What we can we learn from exceptional schools, and how can they support and challenge each other to  improve further. Josephine Valentine CEO of Danes Educational Trust and Senior Partner for Challenge Partners unveils new findings from a Challenge Partners pilot.


The key question for school improvement is what are outstanding schools doing which sets them apart, and how can we bottle it? Such schools have sustained their successful status despite operating in an environment where the metrics against which they are measured seem to change from year to year. Challenge Partners, a charity led by headteachers and senior leaders, develops programmes which support schools at different stages of their improvement journey. Ultimately,  we are interested in what can make a school thrive and how to spread that good practice.


Our charity believes that it is vital for all schools to share their experience of improvement to help others and so ensure our education system is world-class. While most improvement support focuses on those that are struggling, we have piloted  a scheme, called ‘Growing the Top’, which focuses on stimulating outstanding schools to become even better, and sharing the secrets of their success. 
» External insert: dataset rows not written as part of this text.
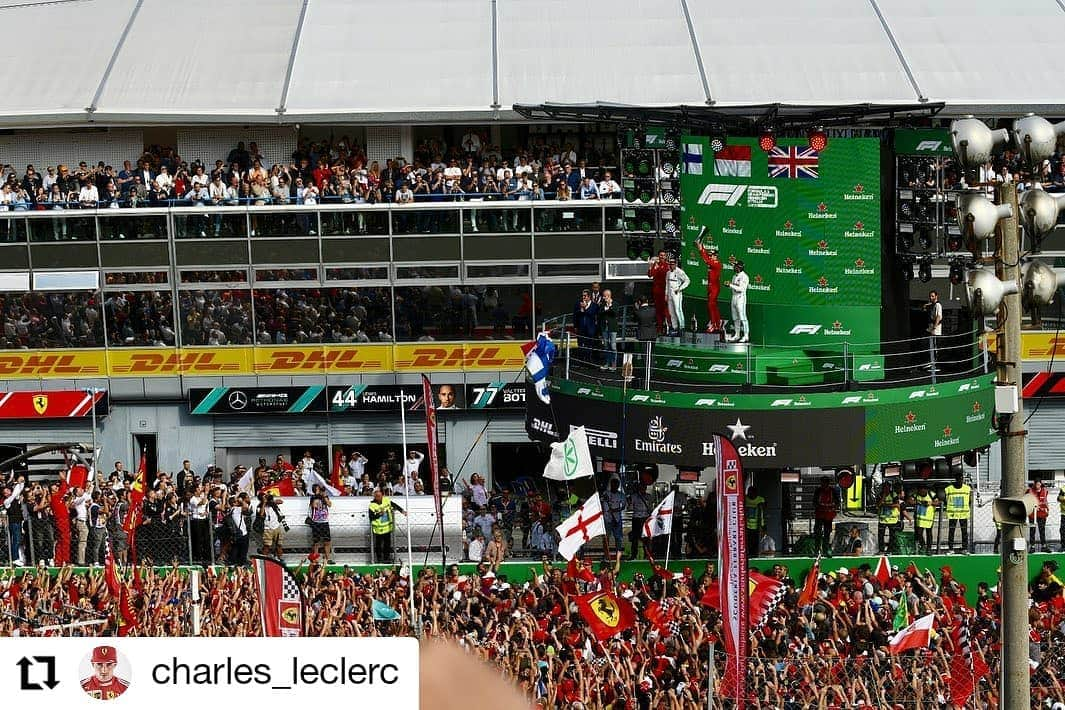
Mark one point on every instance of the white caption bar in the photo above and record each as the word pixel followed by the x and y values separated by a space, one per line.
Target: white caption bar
pixel 170 674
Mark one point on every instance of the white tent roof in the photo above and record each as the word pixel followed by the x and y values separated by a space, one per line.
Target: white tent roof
pixel 410 61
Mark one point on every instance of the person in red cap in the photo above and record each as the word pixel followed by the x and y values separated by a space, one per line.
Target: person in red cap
pixel 103 684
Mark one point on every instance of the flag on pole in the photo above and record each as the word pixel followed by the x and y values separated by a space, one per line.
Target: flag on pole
pixel 430 440
pixel 693 158
pixel 585 524
pixel 883 573
pixel 901 615
pixel 808 594
pixel 539 355
pixel 310 478
pixel 280 599
pixel 732 562
pixel 337 477
pixel 733 161
pixel 917 634
pixel 570 458
pixel 660 522
pixel 606 614
pixel 282 486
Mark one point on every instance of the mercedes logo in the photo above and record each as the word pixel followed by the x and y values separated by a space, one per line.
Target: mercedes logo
pixel 238 400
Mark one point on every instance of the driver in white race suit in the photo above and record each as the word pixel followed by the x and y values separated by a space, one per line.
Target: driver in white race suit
pixel 739 283
pixel 676 281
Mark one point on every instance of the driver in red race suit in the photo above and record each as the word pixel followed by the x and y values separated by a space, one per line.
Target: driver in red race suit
pixel 713 283
pixel 657 270
pixel 103 684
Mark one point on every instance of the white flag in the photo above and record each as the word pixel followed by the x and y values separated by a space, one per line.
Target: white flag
pixel 660 521
pixel 580 527
pixel 570 459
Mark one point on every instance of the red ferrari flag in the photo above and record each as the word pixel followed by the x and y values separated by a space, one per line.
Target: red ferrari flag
pixel 606 614
pixel 280 598
pixel 732 562
pixel 430 441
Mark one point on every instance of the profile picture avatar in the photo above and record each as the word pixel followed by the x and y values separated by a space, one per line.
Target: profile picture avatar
pixel 102 674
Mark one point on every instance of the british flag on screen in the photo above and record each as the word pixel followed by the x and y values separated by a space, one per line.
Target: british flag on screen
pixel 793 162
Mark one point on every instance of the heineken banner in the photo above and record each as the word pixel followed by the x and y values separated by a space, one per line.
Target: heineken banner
pixel 806 225
pixel 822 429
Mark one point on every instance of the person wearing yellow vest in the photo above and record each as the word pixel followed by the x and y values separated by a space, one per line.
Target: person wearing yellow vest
pixel 924 505
pixel 889 514
pixel 1061 508
pixel 957 495
pixel 755 506
pixel 381 524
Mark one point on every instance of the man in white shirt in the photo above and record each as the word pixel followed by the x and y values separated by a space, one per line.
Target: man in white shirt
pixel 89 196
pixel 739 283
pixel 81 501
pixel 676 281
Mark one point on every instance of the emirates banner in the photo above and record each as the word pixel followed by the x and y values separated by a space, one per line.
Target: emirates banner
pixel 732 562
pixel 806 226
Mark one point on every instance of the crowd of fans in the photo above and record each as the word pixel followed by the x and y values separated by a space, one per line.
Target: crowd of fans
pixel 831 653
pixel 334 170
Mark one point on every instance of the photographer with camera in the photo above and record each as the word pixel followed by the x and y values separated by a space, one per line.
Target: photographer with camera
pixel 381 524
pixel 272 523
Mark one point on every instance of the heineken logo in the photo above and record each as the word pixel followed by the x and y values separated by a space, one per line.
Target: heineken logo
pixel 822 213
pixel 978 414
pixel 822 250
pixel 859 268
pixel 911 425
pixel 859 194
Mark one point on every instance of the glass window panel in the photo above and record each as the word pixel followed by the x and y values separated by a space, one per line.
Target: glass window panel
pixel 223 223
pixel 306 274
pixel 129 225
pixel 55 319
pixel 357 273
pixel 142 318
pixel 590 269
pixel 569 218
pixel 355 221
pixel 13 229
pixel 64 227
pixel 131 278
pixel 215 317
pixel 497 270
pixel 323 315
pixel 428 271
pixel 425 221
pixel 284 224
pixel 447 313
pixel 214 276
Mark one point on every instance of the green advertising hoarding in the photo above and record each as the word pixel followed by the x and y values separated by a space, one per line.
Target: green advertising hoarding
pixel 806 225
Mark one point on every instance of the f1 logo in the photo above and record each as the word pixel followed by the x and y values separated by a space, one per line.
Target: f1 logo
pixel 805 329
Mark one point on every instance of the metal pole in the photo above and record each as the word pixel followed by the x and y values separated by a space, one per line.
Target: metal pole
pixel 406 489
pixel 1016 684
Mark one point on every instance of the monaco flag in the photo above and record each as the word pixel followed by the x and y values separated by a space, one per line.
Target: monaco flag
pixel 660 522
pixel 580 527
pixel 733 161
pixel 916 636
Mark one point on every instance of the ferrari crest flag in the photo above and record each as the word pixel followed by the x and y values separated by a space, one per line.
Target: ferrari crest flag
pixel 606 614
pixel 732 562
pixel 280 599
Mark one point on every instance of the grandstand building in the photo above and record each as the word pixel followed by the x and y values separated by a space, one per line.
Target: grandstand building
pixel 225 333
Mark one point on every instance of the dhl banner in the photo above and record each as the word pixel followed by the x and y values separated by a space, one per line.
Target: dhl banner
pixel 360 359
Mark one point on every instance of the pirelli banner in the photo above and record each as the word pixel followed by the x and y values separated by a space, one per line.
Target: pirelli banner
pixel 266 360
pixel 771 431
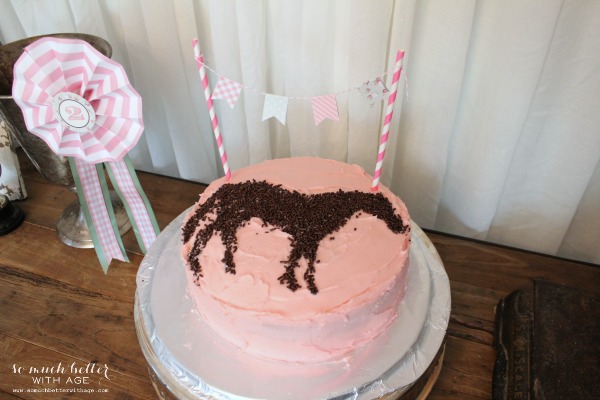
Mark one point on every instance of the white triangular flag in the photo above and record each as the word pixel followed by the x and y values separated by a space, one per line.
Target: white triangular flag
pixel 275 106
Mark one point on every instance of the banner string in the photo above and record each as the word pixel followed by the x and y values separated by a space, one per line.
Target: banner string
pixel 257 91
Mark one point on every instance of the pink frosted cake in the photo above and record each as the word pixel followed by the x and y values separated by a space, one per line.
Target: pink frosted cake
pixel 297 259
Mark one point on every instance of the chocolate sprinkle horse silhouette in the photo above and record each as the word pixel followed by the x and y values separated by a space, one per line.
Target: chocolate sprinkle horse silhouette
pixel 308 219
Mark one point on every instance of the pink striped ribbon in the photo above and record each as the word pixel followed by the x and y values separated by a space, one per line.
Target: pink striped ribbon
pixel 211 109
pixel 139 217
pixel 325 107
pixel 102 223
pixel 388 118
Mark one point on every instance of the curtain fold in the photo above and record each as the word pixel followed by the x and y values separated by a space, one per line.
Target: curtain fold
pixel 496 130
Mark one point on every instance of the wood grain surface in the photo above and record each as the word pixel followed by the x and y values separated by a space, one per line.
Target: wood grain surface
pixel 59 310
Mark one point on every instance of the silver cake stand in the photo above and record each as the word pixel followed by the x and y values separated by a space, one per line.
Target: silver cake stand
pixel 187 360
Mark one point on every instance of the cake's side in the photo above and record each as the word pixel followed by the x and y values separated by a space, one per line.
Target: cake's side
pixel 276 295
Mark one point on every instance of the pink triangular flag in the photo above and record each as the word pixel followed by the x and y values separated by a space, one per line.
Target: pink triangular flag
pixel 228 90
pixel 325 107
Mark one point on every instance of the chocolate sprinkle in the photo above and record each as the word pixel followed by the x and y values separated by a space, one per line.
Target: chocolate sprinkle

Some interesting themes are emerging. A draft evaluation report by Dr Peter Matthews, visiting professor at the UCL Institute of Education (IoE), focuses on what and how highly effective schools can learn from each other and has identified common elements of good practice across the 21 schools involved. Emerging key themes for sustaining excellence include: teacher development that includes internal associate leadership opportunities to aid promotion; CPD focusing on coaching and subject development; and change leadership that includes building the school community. Target-setting and data-tracking to drive up standards and develop departments is another. There is also curriculum and assessment planning and inclusion, and all aspects of student wellbeing. 
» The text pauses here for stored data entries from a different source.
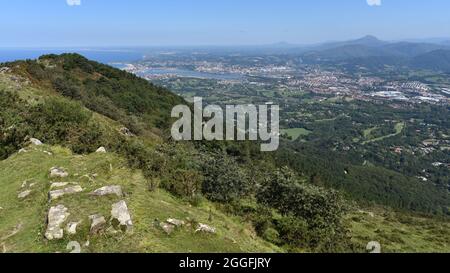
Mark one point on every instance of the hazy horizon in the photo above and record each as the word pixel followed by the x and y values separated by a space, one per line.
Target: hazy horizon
pixel 175 23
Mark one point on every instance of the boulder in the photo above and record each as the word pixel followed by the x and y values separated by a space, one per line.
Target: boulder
pixel 175 222
pixel 98 223
pixel 24 194
pixel 108 190
pixel 56 217
pixel 35 142
pixel 72 228
pixel 58 185
pixel 57 172
pixel 101 150
pixel 126 132
pixel 121 216
pixel 205 228
pixel 168 228
pixel 53 195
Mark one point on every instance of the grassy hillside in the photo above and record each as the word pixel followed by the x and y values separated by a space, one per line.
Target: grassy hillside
pixel 399 232
pixel 93 171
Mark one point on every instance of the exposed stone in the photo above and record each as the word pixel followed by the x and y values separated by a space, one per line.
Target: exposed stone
pixel 57 172
pixel 98 223
pixel 53 195
pixel 121 216
pixel 58 185
pixel 101 150
pixel 56 217
pixel 108 190
pixel 72 228
pixel 4 69
pixel 24 194
pixel 205 228
pixel 168 228
pixel 175 222
pixel 75 247
pixel 126 132
pixel 35 142
pixel 16 230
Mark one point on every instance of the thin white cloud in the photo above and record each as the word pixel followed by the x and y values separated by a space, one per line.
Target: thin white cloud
pixel 374 3
pixel 73 2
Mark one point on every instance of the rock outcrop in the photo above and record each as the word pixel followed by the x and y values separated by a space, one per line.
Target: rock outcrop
pixel 72 228
pixel 53 195
pixel 57 172
pixel 101 150
pixel 205 228
pixel 108 190
pixel 167 228
pixel 36 142
pixel 98 223
pixel 56 217
pixel 24 194
pixel 175 222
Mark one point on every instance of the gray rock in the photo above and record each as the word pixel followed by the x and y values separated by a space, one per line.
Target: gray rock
pixel 57 172
pixel 72 228
pixel 53 195
pixel 98 223
pixel 168 228
pixel 24 194
pixel 35 142
pixel 109 190
pixel 56 217
pixel 205 228
pixel 175 222
pixel 126 132
pixel 58 185
pixel 101 150
pixel 121 216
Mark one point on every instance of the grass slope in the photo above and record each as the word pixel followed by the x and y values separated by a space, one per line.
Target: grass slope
pixel 399 232
pixel 23 222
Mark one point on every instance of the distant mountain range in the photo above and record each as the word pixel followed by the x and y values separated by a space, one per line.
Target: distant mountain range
pixel 370 51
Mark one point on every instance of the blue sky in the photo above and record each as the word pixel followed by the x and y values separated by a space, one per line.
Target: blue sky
pixel 35 23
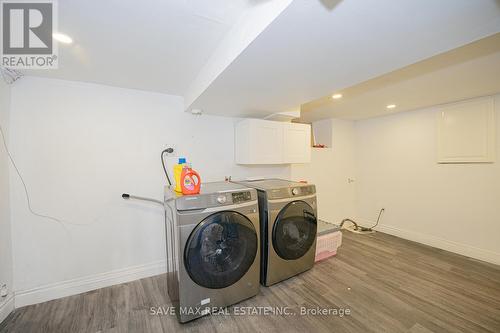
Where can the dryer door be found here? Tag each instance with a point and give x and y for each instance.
(221, 249)
(294, 230)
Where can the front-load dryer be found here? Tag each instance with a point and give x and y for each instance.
(288, 217)
(212, 248)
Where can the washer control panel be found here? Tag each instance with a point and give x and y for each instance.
(239, 197)
(221, 199)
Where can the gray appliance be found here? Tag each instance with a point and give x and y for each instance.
(213, 248)
(288, 221)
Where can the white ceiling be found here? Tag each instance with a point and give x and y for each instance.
(317, 47)
(469, 71)
(149, 44)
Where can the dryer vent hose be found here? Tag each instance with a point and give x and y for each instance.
(361, 228)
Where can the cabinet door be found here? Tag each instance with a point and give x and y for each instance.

Of course no school has all the answers. Matthews looked at systemic challenges which centre on raising the relative achievement of particular groups including boys, disadvantaged children and under-performing sixth formers. The findings showed that sharing what works through Growing the Top has really helped schools tackle these issues.


It notes some immediate change in the participating schools as a result of adopting or adapting great ideas and practice from each other, as well as changes now planned for the next academic year.
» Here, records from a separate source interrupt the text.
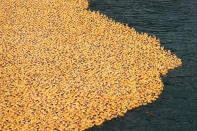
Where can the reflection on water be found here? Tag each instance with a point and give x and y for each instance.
(175, 23)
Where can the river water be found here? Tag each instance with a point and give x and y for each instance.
(175, 23)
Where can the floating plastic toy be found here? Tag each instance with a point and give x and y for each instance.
(64, 67)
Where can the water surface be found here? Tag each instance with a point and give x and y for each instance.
(175, 23)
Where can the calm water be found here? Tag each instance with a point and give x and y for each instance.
(175, 23)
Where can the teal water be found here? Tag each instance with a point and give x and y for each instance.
(175, 23)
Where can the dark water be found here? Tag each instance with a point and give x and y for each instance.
(175, 23)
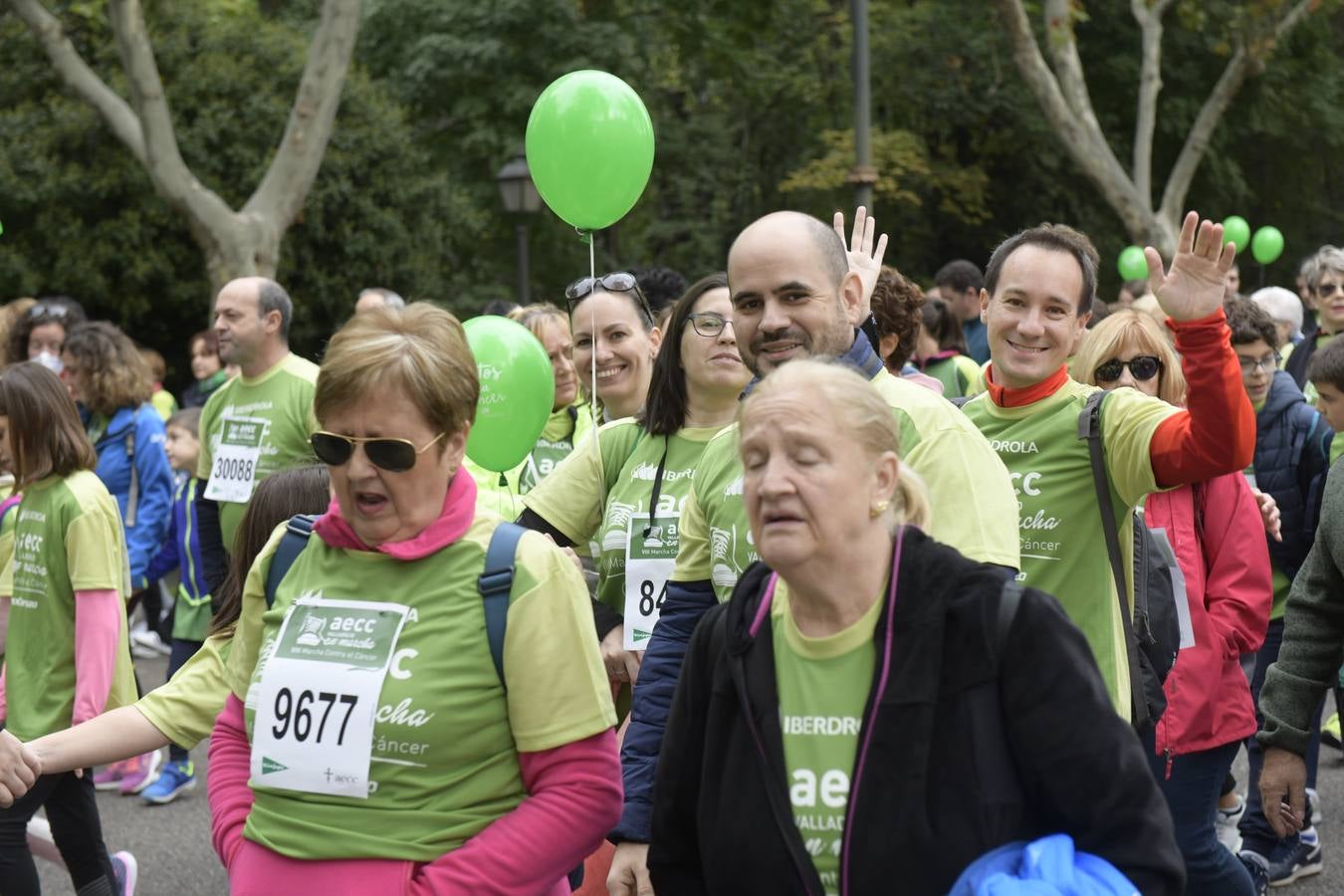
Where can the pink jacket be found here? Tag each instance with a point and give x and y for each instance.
(1217, 531)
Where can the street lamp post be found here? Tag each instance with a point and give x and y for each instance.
(521, 199)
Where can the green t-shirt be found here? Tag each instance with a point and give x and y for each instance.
(571, 497)
(283, 396)
(822, 687)
(184, 708)
(68, 538)
(446, 735)
(561, 431)
(1063, 546)
(974, 508)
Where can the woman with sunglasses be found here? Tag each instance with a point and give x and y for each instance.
(384, 751)
(628, 493)
(614, 331)
(1217, 533)
(564, 429)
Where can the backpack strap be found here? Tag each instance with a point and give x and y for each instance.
(495, 584)
(298, 533)
(1089, 429)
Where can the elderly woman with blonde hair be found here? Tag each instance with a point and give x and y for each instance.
(872, 707)
(387, 750)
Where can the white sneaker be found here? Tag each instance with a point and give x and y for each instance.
(1226, 823)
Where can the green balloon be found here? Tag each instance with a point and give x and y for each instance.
(590, 148)
(1267, 245)
(1132, 264)
(518, 389)
(1236, 231)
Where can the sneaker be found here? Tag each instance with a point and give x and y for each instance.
(1258, 868)
(142, 773)
(125, 869)
(1228, 822)
(110, 777)
(1331, 733)
(176, 777)
(152, 642)
(1302, 860)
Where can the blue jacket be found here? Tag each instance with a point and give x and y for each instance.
(181, 547)
(1292, 456)
(651, 706)
(130, 453)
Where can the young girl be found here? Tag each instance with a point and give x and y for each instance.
(62, 619)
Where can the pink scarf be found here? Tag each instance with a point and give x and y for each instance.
(452, 524)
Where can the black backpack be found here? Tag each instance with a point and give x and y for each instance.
(1152, 634)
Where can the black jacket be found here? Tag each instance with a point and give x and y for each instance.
(968, 749)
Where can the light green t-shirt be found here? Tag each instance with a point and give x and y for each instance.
(561, 431)
(68, 538)
(446, 735)
(185, 707)
(283, 396)
(974, 507)
(822, 687)
(571, 497)
(1063, 546)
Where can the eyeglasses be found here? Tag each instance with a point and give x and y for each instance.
(613, 283)
(707, 324)
(394, 456)
(1141, 367)
(47, 310)
(1269, 364)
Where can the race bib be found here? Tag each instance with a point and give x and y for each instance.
(648, 565)
(234, 473)
(314, 730)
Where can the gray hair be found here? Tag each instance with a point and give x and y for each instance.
(1281, 304)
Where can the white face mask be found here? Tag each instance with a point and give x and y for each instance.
(50, 361)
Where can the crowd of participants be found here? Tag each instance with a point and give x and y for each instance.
(814, 581)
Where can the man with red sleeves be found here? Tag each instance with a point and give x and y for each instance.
(1036, 300)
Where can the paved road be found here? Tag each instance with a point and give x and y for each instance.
(172, 842)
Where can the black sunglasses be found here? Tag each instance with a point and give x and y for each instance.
(394, 456)
(1143, 367)
(613, 283)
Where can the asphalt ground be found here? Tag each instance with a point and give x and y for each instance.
(172, 842)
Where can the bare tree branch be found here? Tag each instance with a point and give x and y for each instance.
(80, 78)
(280, 196)
(1242, 65)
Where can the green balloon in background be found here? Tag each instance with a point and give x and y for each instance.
(1267, 245)
(1236, 231)
(590, 148)
(518, 389)
(1132, 264)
So how does it all work? It is a hallmark of the participants that they are committed to Challenge Partners’ culture of collaboration and challenge. The network’s headteachers and school leaders informed us they were hungry to learn from the public sector, business and academia too. They want to be stretched and invigorated, to visualise what is possible. 


School leaders also work in groups of three and visit each others’ schools. The  visiting leaders can question, learn and take away interesting ideas they could introduce in their own schools. But as every school still has systemic challenges, such as underachievement by boys, it’s also important that our cohort develop the trust to discuss these too, so colleagues can share experiences from their own schools to help find solutions. 


Expert facilitators join the leaders on visits to help the process. Feedback has been stunning and leaders have left buzzing with new plans. Sue John, Executive Director of Challenge Partners and I co-created the programme and we are already planning a new cohort, alongside continuing to work with our Growing the Top alumni.


Dr Matthews’ final report, to be published this autumn,  promises to shine further light on this vital question of what makes some schools stand out. As practitioners we know it’s not about hero heads, as schools have sustained excellence after changes of headteachers and senior leaders. Our emerging thesis is that the schools involved have really considered and come to understand what knowledge, skills and attributes young people need to navigate their future in a modern, complex world. And through their work engender in the students independence of thought and learning, and ambition.